Editor's Note: This article is part of a series on changes in trade policy under the Trump administration. For more details, click on the links for presidential powers, NAFTA, or the border adjustment tax.
It’s easy to believe a trade war is looming with China.
On the campaign trail, President Trump frequently promised to label China a currency manipulator and denounced the country’s distortionary market policies. Unless China ceases its unlawful practices, candidate Trump threatened, he would install a direct tariff on Chinese goods. China, meanwhile, has not been slow to respond in kind .
A reputably anti-China cabinet has been shaped in the form of U.S. Trade Representative nominee Robert Lighthizer and White House National Trade Council head Peter Navarro. Trump's detractors have sounded the alarm, explaining the possibility and repercussions of how such a trade war might emerge.
But trade wars are long, built up and protracted. After all, it takes various actions to make a case against a single type of good — say Chinese steel followed by retaliatory tariffs on American steel — to escalate into an economy-wide tit-for-tat trade war.
"I think we’re still a couple steps away from the punitive tariffs that [Trump has] been talking about, which could escalate into a trade war," Taneli Ruda, Managing Director of Global Trade for the Tax & Accounting business of Thomson Reuters, told Supply Chain Dive in an earlier interview, where he explained Trump’s positions and the necessary steps that precede such a war.
How a trade war could happen
Trump seems to have two main objections to trade with China. First, "that China is a currency manipulator that is artificially deflating the value of the yuan to make Chinese exports more competitive in foreign markets, including the United States," Ruda said. "The second claim that [Trump is] making is that China is directing state subsidies, or subsidy-like favorable conditions … to entities that are producing goods in China and therefore that are exported to the United States below cost."
But labeling a foreign country a currency manipulator takes both time and evidence, as does litigating cases before the World Trade Organization or even U.S. courts. A trade war by traditional means would have to suffer the long processes, and warning signs, of tit-for-tat cases and public exhortations before taking into effect.

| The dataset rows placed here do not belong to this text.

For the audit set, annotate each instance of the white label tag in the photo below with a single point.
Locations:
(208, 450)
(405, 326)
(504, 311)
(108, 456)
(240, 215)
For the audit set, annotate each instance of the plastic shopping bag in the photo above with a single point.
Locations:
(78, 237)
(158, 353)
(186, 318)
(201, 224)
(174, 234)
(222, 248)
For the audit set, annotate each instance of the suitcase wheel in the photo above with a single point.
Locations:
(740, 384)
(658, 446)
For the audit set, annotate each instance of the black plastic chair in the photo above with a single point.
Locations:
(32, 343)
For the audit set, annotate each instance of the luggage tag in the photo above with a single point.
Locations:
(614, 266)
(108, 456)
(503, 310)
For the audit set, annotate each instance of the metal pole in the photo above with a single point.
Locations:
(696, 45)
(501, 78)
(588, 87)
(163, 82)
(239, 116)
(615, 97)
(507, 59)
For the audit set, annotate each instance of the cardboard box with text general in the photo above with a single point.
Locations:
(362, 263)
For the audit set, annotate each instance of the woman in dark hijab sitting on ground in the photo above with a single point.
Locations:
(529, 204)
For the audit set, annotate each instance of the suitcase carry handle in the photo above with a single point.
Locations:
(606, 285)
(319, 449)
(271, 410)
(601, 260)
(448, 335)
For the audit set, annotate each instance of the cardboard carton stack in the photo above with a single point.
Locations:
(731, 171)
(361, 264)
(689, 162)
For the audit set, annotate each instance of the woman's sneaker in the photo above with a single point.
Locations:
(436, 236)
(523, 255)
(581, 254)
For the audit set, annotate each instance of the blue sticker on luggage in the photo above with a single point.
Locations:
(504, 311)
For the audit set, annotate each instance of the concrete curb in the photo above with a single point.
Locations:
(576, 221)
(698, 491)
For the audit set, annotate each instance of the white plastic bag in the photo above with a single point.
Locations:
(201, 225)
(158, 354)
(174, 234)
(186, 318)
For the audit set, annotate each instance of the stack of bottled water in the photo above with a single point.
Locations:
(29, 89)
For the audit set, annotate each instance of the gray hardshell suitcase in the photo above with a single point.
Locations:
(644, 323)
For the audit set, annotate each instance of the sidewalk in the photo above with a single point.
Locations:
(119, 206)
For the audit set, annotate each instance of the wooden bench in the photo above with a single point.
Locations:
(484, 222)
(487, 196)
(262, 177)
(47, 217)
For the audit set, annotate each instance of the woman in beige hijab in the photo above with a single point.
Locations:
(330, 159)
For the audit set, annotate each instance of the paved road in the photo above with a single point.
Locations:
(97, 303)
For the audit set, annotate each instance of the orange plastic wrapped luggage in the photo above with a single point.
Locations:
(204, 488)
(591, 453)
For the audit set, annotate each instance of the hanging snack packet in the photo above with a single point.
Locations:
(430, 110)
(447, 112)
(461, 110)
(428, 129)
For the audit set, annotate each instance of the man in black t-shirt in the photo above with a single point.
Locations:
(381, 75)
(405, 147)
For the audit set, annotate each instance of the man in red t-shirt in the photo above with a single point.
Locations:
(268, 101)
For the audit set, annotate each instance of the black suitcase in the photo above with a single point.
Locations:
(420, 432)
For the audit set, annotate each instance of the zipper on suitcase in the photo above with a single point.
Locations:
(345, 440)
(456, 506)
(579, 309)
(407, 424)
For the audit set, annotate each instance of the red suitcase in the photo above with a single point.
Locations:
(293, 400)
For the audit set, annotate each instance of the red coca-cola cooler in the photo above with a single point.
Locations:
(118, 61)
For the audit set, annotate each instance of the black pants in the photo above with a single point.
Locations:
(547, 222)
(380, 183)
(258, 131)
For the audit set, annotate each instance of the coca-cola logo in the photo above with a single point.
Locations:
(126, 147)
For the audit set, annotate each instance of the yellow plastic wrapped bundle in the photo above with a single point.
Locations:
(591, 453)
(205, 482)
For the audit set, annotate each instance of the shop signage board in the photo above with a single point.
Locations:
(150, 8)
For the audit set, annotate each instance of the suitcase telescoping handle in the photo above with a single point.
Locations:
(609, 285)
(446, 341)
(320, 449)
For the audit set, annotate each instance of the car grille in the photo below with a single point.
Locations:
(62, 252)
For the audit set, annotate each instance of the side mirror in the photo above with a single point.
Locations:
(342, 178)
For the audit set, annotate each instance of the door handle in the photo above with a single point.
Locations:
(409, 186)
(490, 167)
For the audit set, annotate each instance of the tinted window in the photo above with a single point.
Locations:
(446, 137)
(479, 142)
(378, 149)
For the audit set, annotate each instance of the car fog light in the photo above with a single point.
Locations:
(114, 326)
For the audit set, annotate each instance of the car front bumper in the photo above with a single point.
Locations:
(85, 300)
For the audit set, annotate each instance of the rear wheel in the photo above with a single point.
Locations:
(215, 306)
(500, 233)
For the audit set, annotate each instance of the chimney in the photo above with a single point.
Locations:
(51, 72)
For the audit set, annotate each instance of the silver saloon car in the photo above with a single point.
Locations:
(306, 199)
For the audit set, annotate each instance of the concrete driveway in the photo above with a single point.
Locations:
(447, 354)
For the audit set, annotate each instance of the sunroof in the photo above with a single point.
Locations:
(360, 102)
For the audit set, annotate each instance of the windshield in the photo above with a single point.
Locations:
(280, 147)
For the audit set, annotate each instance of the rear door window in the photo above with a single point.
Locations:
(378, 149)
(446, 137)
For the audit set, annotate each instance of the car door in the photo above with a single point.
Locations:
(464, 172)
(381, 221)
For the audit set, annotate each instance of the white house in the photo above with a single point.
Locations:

Trade wars are long, built up and protracted.
Supply Chain Dive
That said, if Trump unilaterally raises a tariff, which the President has the authority but not the international endorsement to impose, China could quickly respond in kind.
Yet Trump does not appear to be insinuating he will "reflexively apply tariffs on Chinese imports," according to Ruda. Rather, the President is looking to the enforcement mechanisms within U.S. courts and the WTO to ensure “unlawful practices” cease. "And if that does not work," Ruda noted, "then he will be going to the next step which includes other actions, which probably includes extra tariffs."
While the warning signs of a trade war may exist, supply chain managers should not yet worry about a general war, at least until more concrete actions precede it.
The quiet war to dominate Asian markets
A more pressing concern, then, is the more quiet trade war being waged between China and the U.S. — a war for dominance of the Asian market.
Some would say Trump’s recent order to withdraw from the Trans-Pacific Partnership (TPP) — the 11-country trade deal that promised to cement Obama’s pivot to Asia and constituted 40% of the world’s GDP — delivered a coup de grace for China’s influence in the region in allowing to rope in the former U.S. trade partners into its new Regional Comprehensive Economic Partnership (RCEP).
The China-led RCEP is a 16-country trade agreement, combining the existing Association of Southeast Asian Nations and various neighboring countries, which account for 24% of the world’s GDP. In contrast to the TPP however, the RCEP is a more traditional free trade agreement, focused on removing tariffs and without the human rights and environmental standards that the U.S. pushed for in the TPP. While negotiations for RCEP have yet to conclude, many believe the deal is slated for success.
"The TPP going away definitely puts a lot of wind in RCEP’s sails,” Ruda added. “America [would have] been able to integrate with Asian supply chains as a supplier of finished goods as well as interim goods being further processed in the TPP region and sold in the TPP area."
The U.S. and China are quietly waging a war for dominance of the Asian market.
Supply Chain Dive
"Now, that opportunity kind of falls away. If you are an American company trying to satisfy needs in the Chinese market or the Southeast Asian market, under RCEP you would probably be biased toward setting up your plant in the RCEP area, as opposed to production in America," Ruda noted.
However, although the U.S. withdrawal from the TPP may signal the end of benefits for U.S. companies, the remaining 11 members could still rework and ratify a similar agreement, technically. Foreign-based supply chains would benefit from intermediary trade throughout the TPP region. Companies could then take advantage of both agreements’ benefits under this scenario.
In addition, while the U.S. has announced its intention of withdrawing from the agreement, the White House website notes it seeks to pursue bilateral deals with each country, rather than the wider agreement.
In other words, the effect of RCEP vis-à-vis the TPP — just like the threat of a trade war — may not be felt for years, but the Trump administration will play a heavy role in managing the way supply chains with operations in Asia react to shifts in the trade landscape.